简体   繁体   English

pprint: UnicodeEncodeError: 'ascii' 编解码器无法编码字符

[英]pprint: UnicodeEncodeError: 'ascii' codec can't encode character

This is driving me crazy.这让我发疯。 I'm trying to pprint a dict with an é char, and it throws me out.我试图用é char pprint一个dict ,它把我扔出去了。

I'm using Python 3:我正在使用 Python 3:

    from pprint import pprint
    knights = {'gallahad': 'the pure', 'robin': 'the bravé'}
    pprint (knights)

Error:错误:

File "/data/prod_envs/pythons/python36/lib/python3.6/pprint.py", line 176, in _format
stream.write(rep)
UnicodeEncodeError: 'ascii' codec can't encode character '\xe9' in position 43: ordinal not in range(128)

I read up on the Python ASCII doc, but there does not seem a quick way to solve this, other than taking the dict apart, and rewriting the offending value to an ASCII value via .encode , and then re-assembling the dict again我阅读了 Python ASCII 文档,但似乎没有一种快速的方法可以解决这个问题,除了将 dict 拆开,然后通过.encode将违规值重写为 ASCII 值,然后再次重新组装 dict

Is there any way I can get this to print without taking the dict apart?有什么办法可以在不拆开字典的情况下打印出来?

This is unrelated to pprint : the module only formats the string into another string and then passes the formatted string to the underlying stream.这是无关pprint :模块仅格式化字符串转换成另一个字符串,然后经过格式化的字符串的基础流。 So your error occurs when the é character (U+00E9) is written to stdout.因此,当é字符 (U+00E9) 写入 stdout 时,会发生您的错误。

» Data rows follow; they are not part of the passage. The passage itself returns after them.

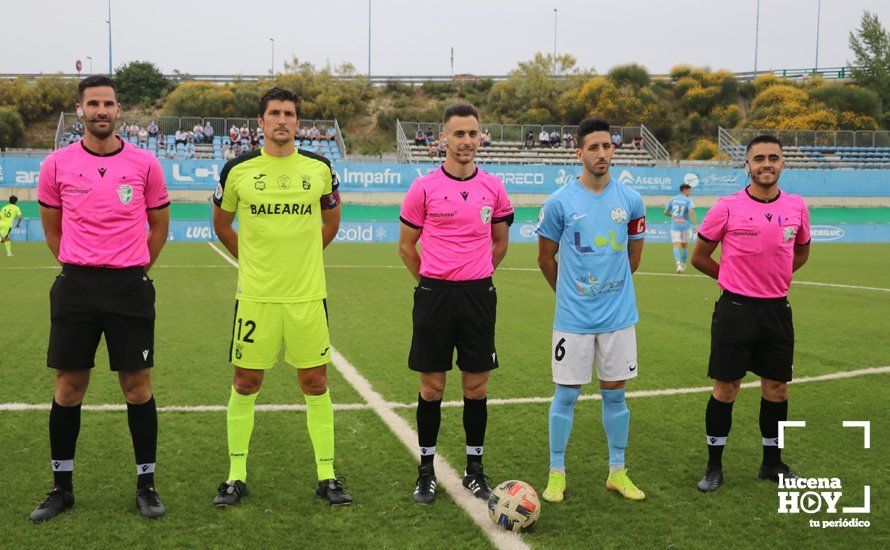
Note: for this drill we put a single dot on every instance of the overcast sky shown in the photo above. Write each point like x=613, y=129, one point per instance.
x=415, y=37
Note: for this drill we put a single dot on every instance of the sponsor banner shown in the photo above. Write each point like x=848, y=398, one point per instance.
x=525, y=178
x=520, y=232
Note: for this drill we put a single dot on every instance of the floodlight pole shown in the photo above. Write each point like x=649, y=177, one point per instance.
x=369, y=38
x=818, y=20
x=110, y=70
x=555, y=17
x=756, y=35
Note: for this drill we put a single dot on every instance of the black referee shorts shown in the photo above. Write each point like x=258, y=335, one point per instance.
x=87, y=302
x=449, y=315
x=751, y=334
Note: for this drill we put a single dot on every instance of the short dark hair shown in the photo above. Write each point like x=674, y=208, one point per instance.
x=460, y=109
x=95, y=81
x=279, y=94
x=763, y=138
x=589, y=126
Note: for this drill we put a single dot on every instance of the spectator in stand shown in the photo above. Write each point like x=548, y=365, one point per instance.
x=555, y=139
x=568, y=141
x=544, y=138
x=486, y=138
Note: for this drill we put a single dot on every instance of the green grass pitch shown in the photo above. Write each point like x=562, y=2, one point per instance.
x=838, y=329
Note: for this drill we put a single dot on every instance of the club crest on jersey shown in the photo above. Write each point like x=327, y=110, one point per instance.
x=125, y=194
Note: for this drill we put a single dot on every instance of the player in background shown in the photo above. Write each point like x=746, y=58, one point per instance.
x=10, y=215
x=683, y=222
x=97, y=196
x=288, y=208
x=461, y=215
x=596, y=226
x=764, y=236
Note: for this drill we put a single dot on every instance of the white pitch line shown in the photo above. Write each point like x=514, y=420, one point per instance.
x=446, y=475
x=16, y=407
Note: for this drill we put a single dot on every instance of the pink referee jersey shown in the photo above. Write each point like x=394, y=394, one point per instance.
x=104, y=201
x=455, y=216
x=757, y=239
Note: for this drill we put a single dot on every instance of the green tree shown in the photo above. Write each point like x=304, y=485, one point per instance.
x=871, y=46
x=140, y=83
x=12, y=128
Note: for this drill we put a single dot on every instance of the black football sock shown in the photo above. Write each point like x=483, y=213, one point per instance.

Now it really depends on the underlying OS and the configuration of the Python interpreter.现在它真的取决于底层操作系统和 Python 解释器的配置。 In Linux or other Unix-like systems, you could try to declare a UTF-8 or Latin1 charset in your terminal session by setting the environment variable PYTHONIOENCODING before starting Python:在 Linux 或其他类 Unix 系统中,您可以尝试通过在启动 Python 之前设置环境变量PYTHONIOENCODING在终端会话中声明 UTF-8 或 Latin1 字符集:

$ export PYTHONIOENCODING=Latin1
$ python

(or use PYTHONIOENCODING=utf8 depending on the actual encoding of your terminal or terminal window). (或根据终端或终端窗口的实际编码使用PYTHONIOENCODING=utf8 )。

Standard input and output are file objects in Python.标准输入和输出是 Python 中的文件对象。 The Python 3 documentation says that, when these objects are created, if encoding is left unspecified then locale.getpreferredencoding(False) is called to fetch the locale's preferred encoding. Python 3 文档说,当创建这些对象时,如果未指定encodinglocale.getpreferredencoding(False)以获取区域设置的首选编码。

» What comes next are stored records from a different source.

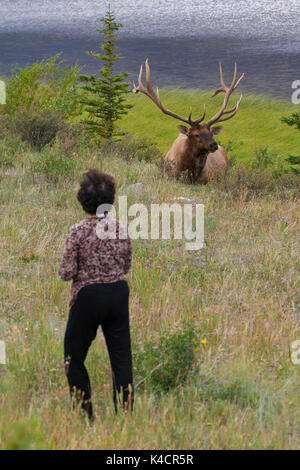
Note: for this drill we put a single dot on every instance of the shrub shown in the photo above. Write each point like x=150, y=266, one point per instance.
x=242, y=393
x=48, y=84
x=166, y=363
x=38, y=128
x=11, y=148
x=72, y=138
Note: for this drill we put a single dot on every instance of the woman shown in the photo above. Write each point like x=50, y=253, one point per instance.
x=99, y=293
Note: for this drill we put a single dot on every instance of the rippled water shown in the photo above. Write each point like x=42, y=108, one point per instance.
x=183, y=39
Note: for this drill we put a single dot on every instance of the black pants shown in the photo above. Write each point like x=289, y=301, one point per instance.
x=105, y=305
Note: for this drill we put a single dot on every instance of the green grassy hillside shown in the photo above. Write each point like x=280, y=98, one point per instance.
x=256, y=126
x=240, y=294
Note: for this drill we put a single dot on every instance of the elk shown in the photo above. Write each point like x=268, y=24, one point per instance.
x=195, y=152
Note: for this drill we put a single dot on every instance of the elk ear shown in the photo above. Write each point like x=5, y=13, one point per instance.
x=184, y=130
x=216, y=130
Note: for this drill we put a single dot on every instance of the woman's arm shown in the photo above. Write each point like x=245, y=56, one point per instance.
x=128, y=256
x=68, y=265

Your system should have been set up with one or more "locales" when GNU/Linux was installed (I'm guessing from your paths that you are using some version of GNU/Linux).在安装 GNU/Linux 时,您的系统应该已经设置了一个或多个“语言环境”(我从您的路径中猜测您正在使用某个版本的 GNU/Linux)。 On a "sensible" setup, the default locale should allow UTF-8.在“合理”设置中,默认语言环境应允许使用 UTF-8。 But if you only did a "minimal" installation (for example as part of setting up a container), or something like that, then it is possible that the system has set locale to "C" (the ultimate fallback locale), which does not support UTF-8.但是,如果您只进行了“最小”安装(例如作为设置容器的一部分)或类似的东西,那么系统可能已将语言环境设置为"C" (最终的后备语言环境),这确实不支持UTF-8。

Just because your terminal can accept UTF-8 (as demonstrated by using echo with a UTF-8 string), does not mean Python knows that UTF-8 is acceptable.仅仅因为您的终端可以接受 UTF-8(如使用echo和 UTF-8 字符串所示),并不意味着Python 知道UTF-8 是可以接受的。 If Python sees the locale set to "C" then it will assume only ASCII is allowed unless told otherwise.如果 Python 看到语言环境设置为"C"则除非另有说明,否则它将假定只允许使用 ASCII。

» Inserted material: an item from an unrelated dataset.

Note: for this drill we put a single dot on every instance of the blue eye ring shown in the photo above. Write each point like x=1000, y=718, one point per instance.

You can check the current locale by typing locale at the shell prompt, and change it by setting the LC_ALL environment variable.您可以通过在 shell 提示符下键入locale来检查当前区域locale ,并通过设置LC_ALL环境变量来更改它。 But before changing it you must check with locale -a to see which locales are available on your system, otherwise your change may not be effective and you may get the "C" locale anyway.但是在更改它之前,您必须检查locale -a以查看您的系统上可用的语言环境,否则您的更改可能无效并且无论如何您可能会获得"C"语言环境。 If your system has not been set up with the locale you want, you can add it if you have root access: most GNU/Linux distributions provide options to do this when you (re)configure a package called locales , so for example on Debian/Ubuntu-based distros, sudo dpkg-reconfigure locales should show you the options.如果您的系统没有设置您想要的语言环境,如果您有 root 访问权限,您可以添加它:大多数 GNU/Linux 发行版在您(重新)配置名为locales的包时提供了执行此操作的选项,例如在 Debian 上/Ubuntu-based 发行版, sudo dpkg-reconfigure locales应该会显示选项。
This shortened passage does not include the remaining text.